In the second quatrain of this stanza, the sailor takes President Lincoln in his arms and calls him “father”.  This signifies the close relationship that the sailor felt with his Captain which is a metaphor for the close relationship that Whitman felt to President Lincoln.   Whitman again uses anaphora, “You’ve fallen cold and dead”, to signify the realization that his Captain is still not responding.

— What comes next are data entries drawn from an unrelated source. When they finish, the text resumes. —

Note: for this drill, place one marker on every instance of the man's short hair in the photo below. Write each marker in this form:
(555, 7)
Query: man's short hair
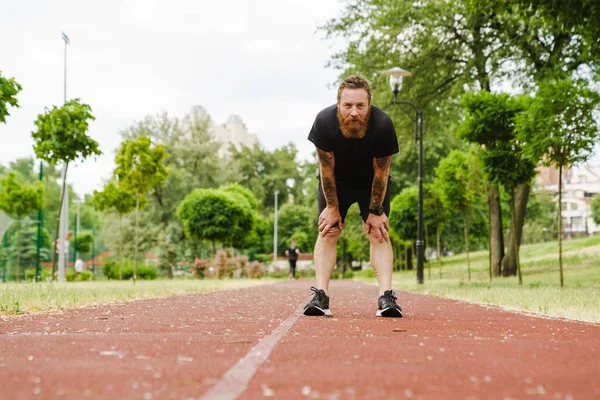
(355, 82)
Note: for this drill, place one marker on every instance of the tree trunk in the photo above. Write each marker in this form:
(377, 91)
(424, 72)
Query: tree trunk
(438, 235)
(137, 227)
(62, 198)
(560, 227)
(495, 227)
(518, 262)
(509, 262)
(464, 213)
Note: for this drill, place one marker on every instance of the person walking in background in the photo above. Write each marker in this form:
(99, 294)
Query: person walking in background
(355, 142)
(292, 252)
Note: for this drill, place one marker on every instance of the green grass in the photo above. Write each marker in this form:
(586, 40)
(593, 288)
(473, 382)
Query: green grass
(19, 298)
(541, 292)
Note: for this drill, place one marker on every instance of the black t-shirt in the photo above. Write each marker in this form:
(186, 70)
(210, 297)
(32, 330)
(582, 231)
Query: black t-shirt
(354, 157)
(292, 256)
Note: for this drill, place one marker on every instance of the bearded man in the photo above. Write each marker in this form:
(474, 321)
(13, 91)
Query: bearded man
(355, 142)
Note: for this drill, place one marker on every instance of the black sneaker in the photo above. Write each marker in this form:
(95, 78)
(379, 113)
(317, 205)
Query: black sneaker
(388, 306)
(319, 305)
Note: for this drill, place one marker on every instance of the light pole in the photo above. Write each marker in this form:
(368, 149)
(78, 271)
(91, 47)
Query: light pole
(76, 230)
(38, 265)
(64, 211)
(396, 75)
(275, 231)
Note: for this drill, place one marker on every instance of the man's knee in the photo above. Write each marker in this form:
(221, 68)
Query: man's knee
(332, 234)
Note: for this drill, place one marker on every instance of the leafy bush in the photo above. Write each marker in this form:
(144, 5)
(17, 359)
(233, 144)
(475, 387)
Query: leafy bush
(146, 272)
(73, 276)
(30, 274)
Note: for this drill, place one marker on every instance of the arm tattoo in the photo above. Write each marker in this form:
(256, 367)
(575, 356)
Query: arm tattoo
(382, 163)
(329, 190)
(327, 161)
(378, 191)
(325, 158)
(381, 166)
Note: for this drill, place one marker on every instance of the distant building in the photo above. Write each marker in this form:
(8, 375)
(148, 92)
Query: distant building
(233, 132)
(579, 185)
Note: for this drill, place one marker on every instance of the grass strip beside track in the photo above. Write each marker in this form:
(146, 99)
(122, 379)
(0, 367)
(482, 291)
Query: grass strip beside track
(541, 292)
(19, 298)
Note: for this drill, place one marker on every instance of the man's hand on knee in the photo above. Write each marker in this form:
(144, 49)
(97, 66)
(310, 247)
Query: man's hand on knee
(377, 227)
(330, 218)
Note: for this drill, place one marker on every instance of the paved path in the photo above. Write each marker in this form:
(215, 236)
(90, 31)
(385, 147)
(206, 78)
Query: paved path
(252, 343)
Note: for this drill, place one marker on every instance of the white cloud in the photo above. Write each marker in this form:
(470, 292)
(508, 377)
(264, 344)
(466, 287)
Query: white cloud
(262, 60)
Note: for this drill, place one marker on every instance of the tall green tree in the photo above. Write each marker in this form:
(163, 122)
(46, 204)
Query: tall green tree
(193, 162)
(140, 168)
(264, 171)
(459, 188)
(560, 129)
(61, 136)
(9, 89)
(595, 207)
(215, 215)
(490, 122)
(18, 200)
(114, 197)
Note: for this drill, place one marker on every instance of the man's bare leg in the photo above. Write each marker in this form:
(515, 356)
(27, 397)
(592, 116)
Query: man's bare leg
(325, 257)
(382, 261)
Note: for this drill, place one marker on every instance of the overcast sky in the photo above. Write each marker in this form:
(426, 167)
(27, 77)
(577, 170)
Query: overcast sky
(260, 59)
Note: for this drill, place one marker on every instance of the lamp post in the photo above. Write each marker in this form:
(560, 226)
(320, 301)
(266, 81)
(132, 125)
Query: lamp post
(396, 74)
(77, 223)
(38, 266)
(275, 231)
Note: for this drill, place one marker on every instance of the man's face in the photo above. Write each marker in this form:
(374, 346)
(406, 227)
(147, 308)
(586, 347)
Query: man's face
(354, 111)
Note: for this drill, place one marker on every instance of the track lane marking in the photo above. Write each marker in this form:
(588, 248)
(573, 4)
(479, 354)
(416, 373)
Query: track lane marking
(236, 379)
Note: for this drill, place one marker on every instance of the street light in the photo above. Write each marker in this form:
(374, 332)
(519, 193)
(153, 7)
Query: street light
(63, 255)
(275, 231)
(396, 74)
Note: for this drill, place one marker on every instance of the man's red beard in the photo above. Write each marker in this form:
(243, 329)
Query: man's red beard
(354, 128)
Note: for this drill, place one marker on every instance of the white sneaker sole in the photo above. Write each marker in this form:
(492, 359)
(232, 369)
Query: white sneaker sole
(317, 311)
(389, 312)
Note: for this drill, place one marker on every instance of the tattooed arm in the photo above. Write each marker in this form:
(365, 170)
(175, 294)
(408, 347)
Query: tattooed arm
(381, 166)
(378, 224)
(331, 214)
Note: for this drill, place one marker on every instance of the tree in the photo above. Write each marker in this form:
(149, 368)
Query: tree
(123, 202)
(437, 216)
(595, 206)
(293, 221)
(9, 89)
(490, 122)
(139, 169)
(458, 187)
(214, 215)
(263, 172)
(84, 242)
(61, 136)
(403, 218)
(18, 200)
(559, 128)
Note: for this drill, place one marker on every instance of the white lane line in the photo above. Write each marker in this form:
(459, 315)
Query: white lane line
(236, 379)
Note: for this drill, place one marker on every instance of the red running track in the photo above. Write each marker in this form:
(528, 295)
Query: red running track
(252, 343)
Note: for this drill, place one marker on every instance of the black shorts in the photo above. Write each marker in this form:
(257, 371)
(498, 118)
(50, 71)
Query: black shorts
(350, 194)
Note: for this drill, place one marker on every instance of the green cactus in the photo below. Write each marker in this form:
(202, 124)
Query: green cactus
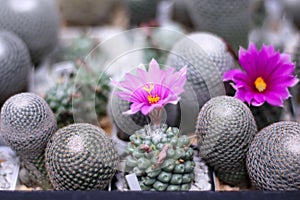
(163, 161)
(64, 95)
(86, 87)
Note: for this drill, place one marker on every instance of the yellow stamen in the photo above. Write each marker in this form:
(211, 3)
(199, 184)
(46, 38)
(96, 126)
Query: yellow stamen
(148, 88)
(152, 99)
(260, 84)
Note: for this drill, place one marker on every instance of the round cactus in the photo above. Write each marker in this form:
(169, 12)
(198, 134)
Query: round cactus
(273, 157)
(205, 62)
(127, 125)
(33, 172)
(291, 8)
(36, 22)
(81, 157)
(230, 19)
(14, 65)
(226, 128)
(27, 123)
(163, 161)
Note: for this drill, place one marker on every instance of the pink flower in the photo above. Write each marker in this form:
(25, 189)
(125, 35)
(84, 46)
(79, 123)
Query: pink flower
(153, 89)
(266, 77)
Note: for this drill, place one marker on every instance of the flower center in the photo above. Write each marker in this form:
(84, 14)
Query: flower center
(151, 98)
(260, 84)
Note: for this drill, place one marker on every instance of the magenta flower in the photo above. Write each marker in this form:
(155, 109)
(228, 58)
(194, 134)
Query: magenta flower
(153, 89)
(266, 77)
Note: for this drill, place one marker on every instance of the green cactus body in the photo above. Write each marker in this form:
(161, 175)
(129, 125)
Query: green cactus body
(66, 98)
(161, 165)
(273, 157)
(226, 127)
(27, 125)
(81, 156)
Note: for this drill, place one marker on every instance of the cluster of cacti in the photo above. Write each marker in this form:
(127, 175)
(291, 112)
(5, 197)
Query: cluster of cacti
(81, 157)
(162, 159)
(36, 22)
(27, 123)
(226, 128)
(14, 65)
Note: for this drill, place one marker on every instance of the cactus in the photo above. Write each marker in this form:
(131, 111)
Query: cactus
(15, 65)
(206, 57)
(141, 11)
(229, 19)
(27, 123)
(163, 161)
(36, 22)
(226, 127)
(81, 157)
(273, 157)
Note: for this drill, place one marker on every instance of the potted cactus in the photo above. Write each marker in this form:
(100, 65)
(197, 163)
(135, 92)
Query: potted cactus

In the final stanza, the sailor finally accepts that his Captain will never revive.  He refers to his Captain again as “My father” to signify this close relationship.  In line four, the speaker calls the voyage victorious and that the objective was won, which signifies again President Lincoln’s victory of the end of the Civil War.  The final four lines of the poem, Whitman uses the indented lines, the contrast “but” and anaphora, “Fallen cold and dead” ,to signify the finality of President Lincoln’s death and the reality that he and the nation will now have to live in the world without the leadership of their “Captain”.


Ocaptain whitman notes
Whitman’s annotations

Whitman published this poem in the New York Saturday Press in November, 1865, trying to evoke triumph in the midst of despair. Every April,  Whitman gave a memorial lecture on the anniversary of Lincoln’s assassination and would end with this threnody by reciting “O Captain! My Captain!”.